The theme of the adoration of the Child, partly based on the vision of St. Bridget, was proposed various times by Lippi in similar forms. Here however the artist creates a compact composition, the group being wholly gathered in the foreground and standing out from the barren, uniform landscape with the jutting rocks on which the announcement to the shepherds is taking place. The figures of the saints George, Mary, Joseph and Vincent Ferrer form a kind of inverted pyramid with the Child at the top, the centre of the composition. 

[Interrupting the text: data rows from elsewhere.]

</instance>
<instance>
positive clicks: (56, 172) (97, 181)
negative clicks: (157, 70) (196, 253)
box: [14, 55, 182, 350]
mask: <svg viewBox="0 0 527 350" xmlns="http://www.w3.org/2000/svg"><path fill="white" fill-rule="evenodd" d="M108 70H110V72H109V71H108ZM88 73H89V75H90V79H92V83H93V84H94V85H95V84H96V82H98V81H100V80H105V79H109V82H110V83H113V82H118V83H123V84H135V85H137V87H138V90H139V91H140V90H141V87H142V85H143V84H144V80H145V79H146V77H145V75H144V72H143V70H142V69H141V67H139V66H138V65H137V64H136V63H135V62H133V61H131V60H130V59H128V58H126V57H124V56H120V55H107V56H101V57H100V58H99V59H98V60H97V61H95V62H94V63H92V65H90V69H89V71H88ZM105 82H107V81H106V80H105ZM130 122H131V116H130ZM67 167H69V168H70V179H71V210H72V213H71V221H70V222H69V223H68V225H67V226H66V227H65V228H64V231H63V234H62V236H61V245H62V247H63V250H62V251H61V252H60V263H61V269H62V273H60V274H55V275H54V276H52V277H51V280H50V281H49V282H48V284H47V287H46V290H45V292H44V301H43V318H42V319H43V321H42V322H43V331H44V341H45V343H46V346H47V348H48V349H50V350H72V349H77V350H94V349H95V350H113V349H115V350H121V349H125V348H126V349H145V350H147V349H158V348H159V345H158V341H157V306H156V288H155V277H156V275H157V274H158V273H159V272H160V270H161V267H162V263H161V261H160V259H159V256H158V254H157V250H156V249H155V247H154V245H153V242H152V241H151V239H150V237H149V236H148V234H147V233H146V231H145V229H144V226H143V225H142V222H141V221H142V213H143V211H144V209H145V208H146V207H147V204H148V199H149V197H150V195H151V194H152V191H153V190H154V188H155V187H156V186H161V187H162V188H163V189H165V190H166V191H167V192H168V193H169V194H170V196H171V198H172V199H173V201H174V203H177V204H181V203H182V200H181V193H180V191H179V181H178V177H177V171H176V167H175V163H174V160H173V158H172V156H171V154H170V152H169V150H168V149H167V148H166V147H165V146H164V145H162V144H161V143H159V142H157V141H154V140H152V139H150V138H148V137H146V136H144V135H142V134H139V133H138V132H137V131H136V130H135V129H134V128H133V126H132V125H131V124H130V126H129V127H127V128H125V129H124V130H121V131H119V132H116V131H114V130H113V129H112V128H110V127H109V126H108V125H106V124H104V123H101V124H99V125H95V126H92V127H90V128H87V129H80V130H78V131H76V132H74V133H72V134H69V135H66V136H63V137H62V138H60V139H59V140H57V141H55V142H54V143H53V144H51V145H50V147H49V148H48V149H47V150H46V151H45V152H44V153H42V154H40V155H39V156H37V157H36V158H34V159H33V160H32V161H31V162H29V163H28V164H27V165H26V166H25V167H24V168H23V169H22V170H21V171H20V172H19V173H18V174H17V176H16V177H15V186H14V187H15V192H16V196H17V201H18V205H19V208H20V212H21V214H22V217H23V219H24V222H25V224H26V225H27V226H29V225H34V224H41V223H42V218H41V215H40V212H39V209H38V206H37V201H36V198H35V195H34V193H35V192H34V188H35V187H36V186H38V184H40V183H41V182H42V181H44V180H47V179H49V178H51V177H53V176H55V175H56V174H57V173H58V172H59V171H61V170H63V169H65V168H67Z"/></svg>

The intervention of the workshop in the angels and St. George (rather stiffly rendered) does not detract from the effectiveness of the composition, which shows the master’s high skill in the animated St. Vincent Ferrer (canonised in 1455), the spellbound St. Joseph, and the delicate profile of the Virgin Mary, probably inspired by the beloved nun Lucrezia Buti, as the similarities of this figure with the St. Margaret in the Madonna of the Belt altarpiece (on display in this same room) would suggest. 

Giorgio Vasari, the most famous 16th century biographer, saw the painting with the Nativity in the church of San Domenico, for which it had probably been commissioned. Right there the panel was damaged by a fire in the church in 1647; it was then stolen by the Napoleonic troops in 1810 and given back 7 years later. Finally, it passed to the Municipality in 1867.